Re: Out Of Memory in v. 2.1

Albert D. Cahalan (acahalan@cs.uml.edu)
Tue, 6 Oct 1998 04:03:06 -0400 (EDT)


Andrea Arcangeli writes:
> On 5 Oct 1998, Stefan Monnier wrote:
>> Albert D Cahalan writes:

>>> Overcommit tracking must be system_wide, but it doesn't need
>>> to apply to all processes.
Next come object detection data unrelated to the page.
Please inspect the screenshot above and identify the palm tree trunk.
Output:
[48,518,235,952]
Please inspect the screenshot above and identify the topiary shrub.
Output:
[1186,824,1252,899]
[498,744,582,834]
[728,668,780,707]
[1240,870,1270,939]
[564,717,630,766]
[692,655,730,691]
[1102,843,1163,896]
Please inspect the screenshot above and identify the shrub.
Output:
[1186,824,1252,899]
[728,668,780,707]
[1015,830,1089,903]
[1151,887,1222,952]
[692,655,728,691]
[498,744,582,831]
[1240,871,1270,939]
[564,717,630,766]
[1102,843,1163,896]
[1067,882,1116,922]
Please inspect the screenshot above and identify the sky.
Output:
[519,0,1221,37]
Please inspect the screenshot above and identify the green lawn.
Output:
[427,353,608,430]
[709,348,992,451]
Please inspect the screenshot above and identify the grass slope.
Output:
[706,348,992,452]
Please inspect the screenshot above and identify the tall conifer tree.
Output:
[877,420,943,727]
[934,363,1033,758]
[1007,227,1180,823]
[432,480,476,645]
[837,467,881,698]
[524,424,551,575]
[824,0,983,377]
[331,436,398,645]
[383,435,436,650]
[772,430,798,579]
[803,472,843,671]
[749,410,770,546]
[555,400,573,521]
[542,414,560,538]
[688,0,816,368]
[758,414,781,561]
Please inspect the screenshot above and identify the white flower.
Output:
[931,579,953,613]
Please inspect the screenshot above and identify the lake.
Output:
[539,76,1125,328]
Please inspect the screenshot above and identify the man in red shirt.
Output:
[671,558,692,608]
If data for all processes is kept,
>>
>> Choosing overcommitment on a per-process basis sounds like a
>> good idea (though probably painful to setup since you'd have to
>> specify process by process, but you could probably have a
>> default of overcommit==(! user==root)).
>>
>> Turning off overcommitment doesn't save you from figuring out
>> what to do when you run out of memory (return NULL from malloc
>> is very nice, but if this malloc was executed by /sbin/init,
>> it might not be such a good idea).

Have /sbin/init disable overcommit on itself after swap is on.
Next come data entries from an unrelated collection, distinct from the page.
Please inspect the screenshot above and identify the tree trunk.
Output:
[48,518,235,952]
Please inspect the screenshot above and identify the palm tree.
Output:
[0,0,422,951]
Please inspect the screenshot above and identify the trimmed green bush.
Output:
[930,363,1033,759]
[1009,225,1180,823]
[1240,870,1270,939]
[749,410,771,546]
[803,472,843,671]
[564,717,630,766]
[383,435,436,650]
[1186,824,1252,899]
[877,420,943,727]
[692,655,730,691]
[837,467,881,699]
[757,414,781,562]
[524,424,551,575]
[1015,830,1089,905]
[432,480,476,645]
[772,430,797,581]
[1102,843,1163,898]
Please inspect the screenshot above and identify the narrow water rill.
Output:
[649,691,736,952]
> glibc handle a malloc directly with mmap() so overcommit
> pratically does nothing right now in a glibc system I think.
>
> (overcommit is a check that _sbrk()_ does before use mmap to
> map the memory)

We don't do any serious tracking now, so it doesn't matter.
Maybe Linux 2.3 will plug all the holes: sbrk(), mmap(),
mprotect(), the debugger interface, etc.